Utilizing knowledge graphs to enhance the capabilities of RAG models and mitigate false impressions of large models

Hallucinations are a common problem when working with large language models (LLMs). Although LLM can generate smooth and coherent text, the information it generates is often inaccurate or inconsistent. In order to prevent LLM from hallucinations, external knowledge sources, such as databases or knowledge graphs, can be used to provide factual information. In this way, LLM can rely on these reliable data sources, resulting in more accurate and reliable text content.
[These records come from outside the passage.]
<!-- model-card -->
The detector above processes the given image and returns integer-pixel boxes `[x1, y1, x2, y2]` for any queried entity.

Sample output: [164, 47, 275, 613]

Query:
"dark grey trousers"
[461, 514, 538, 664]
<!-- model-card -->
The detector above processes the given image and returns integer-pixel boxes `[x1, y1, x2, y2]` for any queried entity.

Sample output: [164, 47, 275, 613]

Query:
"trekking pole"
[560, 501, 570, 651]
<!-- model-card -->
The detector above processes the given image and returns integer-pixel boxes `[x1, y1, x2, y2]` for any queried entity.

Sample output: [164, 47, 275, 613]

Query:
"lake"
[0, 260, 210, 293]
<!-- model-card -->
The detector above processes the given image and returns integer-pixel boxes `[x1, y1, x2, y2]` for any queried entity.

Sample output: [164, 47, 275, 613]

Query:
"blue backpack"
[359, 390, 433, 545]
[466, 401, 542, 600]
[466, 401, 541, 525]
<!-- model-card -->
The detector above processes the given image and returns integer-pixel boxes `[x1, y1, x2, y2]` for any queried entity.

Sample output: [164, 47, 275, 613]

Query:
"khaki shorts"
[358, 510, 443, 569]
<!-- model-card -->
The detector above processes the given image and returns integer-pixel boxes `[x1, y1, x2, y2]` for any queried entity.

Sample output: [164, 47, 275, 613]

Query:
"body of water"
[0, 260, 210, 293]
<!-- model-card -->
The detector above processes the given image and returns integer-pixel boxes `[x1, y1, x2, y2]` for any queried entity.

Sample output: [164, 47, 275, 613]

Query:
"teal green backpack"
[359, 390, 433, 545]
Vector database and knowledge graph

Vector database

A vector database is a set of high-dimensional vectors that represent entities or concepts. They can be used to measure the similarity or correlation between different entities or concepts, calculated through their vector representations.

A vector database can tell you, based on vector distance, that "Paris" and "France" are more related than "Paris" and "Germany".
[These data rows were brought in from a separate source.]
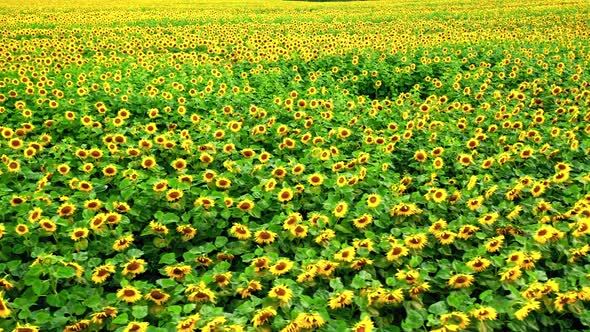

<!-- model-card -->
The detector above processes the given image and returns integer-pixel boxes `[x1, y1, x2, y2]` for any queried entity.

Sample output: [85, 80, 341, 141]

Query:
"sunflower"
[353, 213, 373, 229]
[213, 271, 232, 287]
[102, 164, 117, 177]
[176, 313, 201, 332]
[500, 266, 522, 282]
[91, 264, 115, 284]
[466, 256, 491, 272]
[123, 322, 150, 332]
[404, 233, 428, 249]
[430, 189, 447, 203]
[332, 201, 348, 218]
[277, 188, 293, 203]
[307, 173, 324, 187]
[70, 227, 89, 241]
[251, 307, 277, 327]
[352, 317, 374, 332]
[166, 189, 184, 202]
[289, 224, 309, 239]
[141, 156, 157, 169]
[28, 207, 43, 223]
[145, 289, 170, 304]
[12, 323, 40, 332]
[389, 203, 422, 217]
[170, 158, 187, 171]
[10, 195, 27, 206]
[250, 256, 270, 272]
[457, 153, 473, 167]
[117, 286, 141, 303]
[193, 196, 215, 210]
[254, 230, 277, 244]
[414, 150, 428, 163]
[14, 224, 29, 236]
[440, 311, 471, 330]
[268, 284, 293, 303]
[56, 164, 70, 175]
[122, 258, 146, 277]
[237, 199, 254, 211]
[84, 199, 102, 211]
[164, 265, 192, 281]
[185, 281, 216, 302]
[466, 195, 484, 211]
[113, 234, 134, 251]
[386, 244, 409, 261]
[478, 212, 500, 226]
[215, 177, 231, 189]
[484, 235, 504, 252]
[328, 290, 354, 310]
[0, 292, 12, 318]
[447, 273, 475, 288]
[269, 259, 293, 276]
[176, 225, 197, 241]
[334, 247, 356, 263]
[0, 278, 14, 290]
[531, 182, 547, 197]
[199, 152, 215, 164]
[57, 203, 76, 217]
Querying a vector database usually involves searching for similar vectors or vector retrieval based on specific criteria. The following is a simple example of querying a vector database.

Suppose there is a high-dimensional vector database that stores customer profiles. You want to find customers that are similar to a given reference customer.
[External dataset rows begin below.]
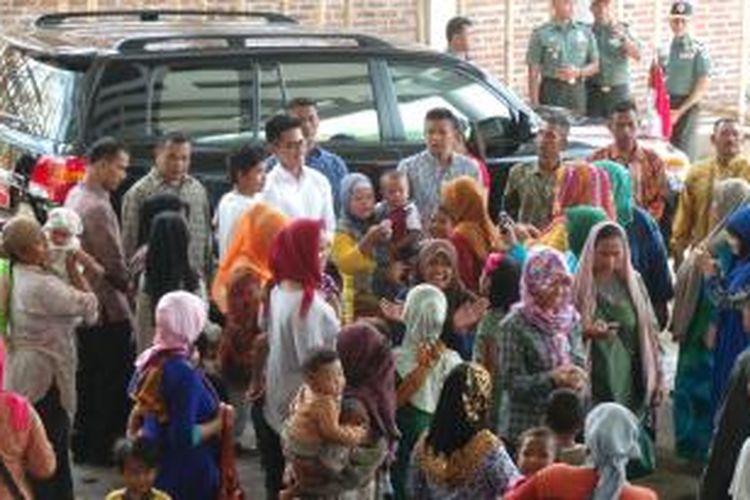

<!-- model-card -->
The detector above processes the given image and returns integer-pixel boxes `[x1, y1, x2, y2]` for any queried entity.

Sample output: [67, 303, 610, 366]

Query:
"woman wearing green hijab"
[594, 160, 674, 328]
First, in order to define a customer as a vector representation, we can extract relevant features or attributes and convert them into vector form.

A similarity search can be performed in a vector database using an appropriate algorithm (such as k-nearest neighbor or cosine similarity) to identify the most similar neighbors.

Retrieve customer profiles corresponding to determined nearest neighbor vectors that represent customers who are similar to a reference customer, according to a defined similarity measure.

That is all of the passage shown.